Underlining the intensity of Trump’s pressure on the department, Acting Attorney General Jeffrey Rosen said that in late December 2020 and early January 2021, the president contacted him almost daily.

“At one time he had raised the question of being a special counsel for electoral fraud…. They raised whether the Justice Department would file a lawsuit in the Supreme Court,” Rosen said.

“On a couple of occasions, there were questions about making a public statement or holding a press conference.”

The DOJ followed a flurry of claims of Trump’s election fraud, but Rosen said no evidence had been presented to officials.

Oval Office Showdown

At the time, Trump began to elevate a little-known mid-level department official named Jeffrey Clark, who embraced the outgoing president’s conflicting principles.

Clark prepared a letter to the Georgia State Legislature, told at the hearing, falsely stating that the department had found evidence of widespread voter fraud, but other officials refused to sign it. Other letters were also produced for other states. Trump White House counsel Eric Hershman told the committee in a videotape that he had informed Clark that his plan would amount to “committing a crime.”

Trump pushed for Clark to install Rosen as attorney general, and Clark reversed the department’s conclusion that there was no evidence of fraud that could influence the election.

But Trump was forced to back down from a revolt in the senior ranks of the department at an Oval Office meeting on January 4, which was detailed by witnesses.

Rosen, his deputy Richard Donoghue, Steven Engel and another high-ranking White House lawyer named Pat Cipollone threatened to resign en masse, warning that if Trump went ahead with his plan he would face “hundreds and hundreds of thousands of people.” Will take top federal prosecutors with them. ,

“I said that Jeff Clarke is not even capable of serving as attorney general. He has never been a criminal lawyer. He has never conducted a criminal investigation in his life,” Donoghue recalled telling Trump.

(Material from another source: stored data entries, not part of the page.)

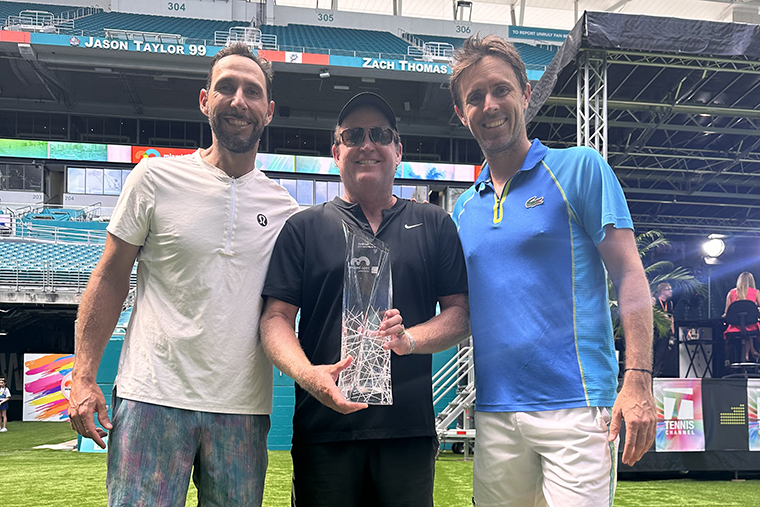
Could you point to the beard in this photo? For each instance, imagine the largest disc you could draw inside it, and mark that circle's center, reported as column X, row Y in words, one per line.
column 232, row 142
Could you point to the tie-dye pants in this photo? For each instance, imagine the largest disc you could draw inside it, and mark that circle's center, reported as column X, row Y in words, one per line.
column 153, row 448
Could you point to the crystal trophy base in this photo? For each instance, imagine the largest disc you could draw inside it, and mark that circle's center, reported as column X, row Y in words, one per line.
column 367, row 294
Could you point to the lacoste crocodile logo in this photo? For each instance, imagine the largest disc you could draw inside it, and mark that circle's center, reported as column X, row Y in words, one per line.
column 534, row 201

Donoghue said he told Clark: “You’re an environmental lawyer. How can you go back to your office, and we’ll call you when the oil spill happens?”

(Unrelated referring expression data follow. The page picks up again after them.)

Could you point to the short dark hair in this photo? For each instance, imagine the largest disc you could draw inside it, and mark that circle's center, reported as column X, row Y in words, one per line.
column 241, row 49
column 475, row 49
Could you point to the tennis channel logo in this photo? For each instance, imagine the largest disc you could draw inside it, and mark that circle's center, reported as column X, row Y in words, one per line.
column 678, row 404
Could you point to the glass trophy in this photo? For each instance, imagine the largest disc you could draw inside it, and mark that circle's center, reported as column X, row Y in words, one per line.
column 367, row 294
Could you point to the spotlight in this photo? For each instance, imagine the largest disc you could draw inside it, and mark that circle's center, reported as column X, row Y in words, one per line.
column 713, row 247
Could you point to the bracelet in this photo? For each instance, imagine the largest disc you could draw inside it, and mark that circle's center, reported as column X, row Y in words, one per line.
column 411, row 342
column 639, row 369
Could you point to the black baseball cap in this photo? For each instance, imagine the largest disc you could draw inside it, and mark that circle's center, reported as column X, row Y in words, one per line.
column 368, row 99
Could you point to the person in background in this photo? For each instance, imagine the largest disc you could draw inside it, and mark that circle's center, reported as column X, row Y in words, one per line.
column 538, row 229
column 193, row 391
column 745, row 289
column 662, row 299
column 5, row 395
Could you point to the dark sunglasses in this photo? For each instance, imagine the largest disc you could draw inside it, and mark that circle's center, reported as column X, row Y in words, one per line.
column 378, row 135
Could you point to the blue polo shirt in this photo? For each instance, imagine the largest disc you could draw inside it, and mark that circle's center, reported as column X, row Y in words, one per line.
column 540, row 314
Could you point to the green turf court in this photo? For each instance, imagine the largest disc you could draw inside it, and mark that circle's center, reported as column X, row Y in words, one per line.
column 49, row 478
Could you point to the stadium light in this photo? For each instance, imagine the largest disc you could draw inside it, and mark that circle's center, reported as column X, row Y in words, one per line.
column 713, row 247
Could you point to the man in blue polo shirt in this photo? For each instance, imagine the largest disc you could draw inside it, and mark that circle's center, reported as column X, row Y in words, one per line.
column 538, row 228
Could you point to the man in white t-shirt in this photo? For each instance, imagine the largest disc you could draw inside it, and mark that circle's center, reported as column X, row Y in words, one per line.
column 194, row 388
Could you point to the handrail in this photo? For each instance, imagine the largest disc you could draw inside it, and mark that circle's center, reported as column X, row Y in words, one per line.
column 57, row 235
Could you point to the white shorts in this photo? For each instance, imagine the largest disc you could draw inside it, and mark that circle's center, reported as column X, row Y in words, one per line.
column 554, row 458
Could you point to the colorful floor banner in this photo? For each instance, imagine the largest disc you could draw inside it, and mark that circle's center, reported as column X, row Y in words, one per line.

He also recalled Clarke’s warning that his mission to advance Trump’s election fraud claims was “no less than the interference of the United States Department of Justice in the outcome of the presidential election.”

‘Facts, Evidence and Law’

Under live questioning, Donoghue confirmed that he had reprimanded Trump after the then-president insisted that the department could only “say that the election was corrupt” and “leave the rest to me.”

Rosen said Trump had asked him to seize voting machines from state governments during a December 31 meeting and Rosen again declined, explaining that there was no justification for doing so.

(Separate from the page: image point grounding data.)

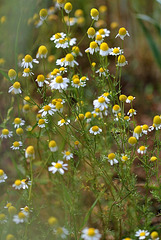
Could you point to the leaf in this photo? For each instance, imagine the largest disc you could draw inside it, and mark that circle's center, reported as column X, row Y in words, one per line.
column 151, row 42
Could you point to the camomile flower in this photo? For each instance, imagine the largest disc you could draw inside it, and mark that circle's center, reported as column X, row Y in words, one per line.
column 58, row 167
column 21, row 217
column 121, row 61
column 53, row 146
column 30, row 152
column 137, row 132
column 112, row 159
column 61, row 232
column 63, row 122
column 41, row 80
column 16, row 88
column 16, row 145
column 116, row 51
column 27, row 61
column 47, row 109
column 104, row 32
column 131, row 112
column 91, row 32
column 102, row 72
column 27, row 72
column 101, row 103
column 90, row 234
column 124, row 157
column 3, row 218
column 17, row 184
column 42, row 52
column 122, row 33
column 142, row 150
column 94, row 14
column 67, row 155
column 18, row 122
column 130, row 99
column 12, row 74
column 142, row 234
column 95, row 130
column 56, row 37
column 69, row 60
column 93, row 47
column 41, row 122
column 6, row 133
column 3, row 176
column 59, row 83
column 25, row 183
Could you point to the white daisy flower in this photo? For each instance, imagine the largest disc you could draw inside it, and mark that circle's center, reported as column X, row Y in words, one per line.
column 63, row 122
column 6, row 133
column 47, row 109
column 16, row 145
column 27, row 62
column 59, row 83
column 61, row 232
column 41, row 80
column 18, row 122
column 17, row 184
column 16, row 88
column 122, row 33
column 95, row 130
column 90, row 234
column 3, row 176
column 27, row 72
column 67, row 155
column 112, row 159
column 142, row 150
column 93, row 47
column 116, row 51
column 41, row 122
column 58, row 167
column 21, row 217
column 142, row 234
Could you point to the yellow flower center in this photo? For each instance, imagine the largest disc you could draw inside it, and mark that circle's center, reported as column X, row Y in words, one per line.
column 116, row 50
column 52, row 144
column 138, row 130
column 28, row 58
column 91, row 232
column 101, row 99
column 111, row 156
column 94, row 12
column 121, row 59
column 91, row 31
column 101, row 31
column 16, row 85
column 93, row 45
column 42, row 50
column 47, row 108
column 76, row 81
column 1, row 172
column 69, row 57
column 104, row 46
column 122, row 31
column 21, row 215
column 41, row 121
column 40, row 78
column 16, row 144
column 17, row 120
column 5, row 131
column 18, row 182
column 30, row 150
column 58, row 165
column 95, row 128
column 11, row 73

Donoghue recalled Trump being agitated and told both officials that they had been advised to sack him and promote Clark.

“I replied, as I think I did before…’ Mr. President, you must have the leadership you desire, but understand that the United States Department of Justice is based on facts, evidence, and law. works. And they’re not going to change.'”

Clarke did not appear before the committee and asserted his Fifth Amendment right to avoid incriminating himself more than 100 times during his statement.

Federal investigators searched Clark’s home on Wednesday in a case that made headlines.

The US attorney in Washington did not comment on the cause of action, but the Center for Renewing America, where Clarke works, confirmed the finding, calling it a “weapon of the government.”

Adding to the drama, Hollywood actor Sean Penn was at Thursday’s hearing as a guest of former police officer Michael Fanon, who was seriously injured on January 6 and testified about his ordeal last year.

Trump wanted the Justice Department to advance his political agenda.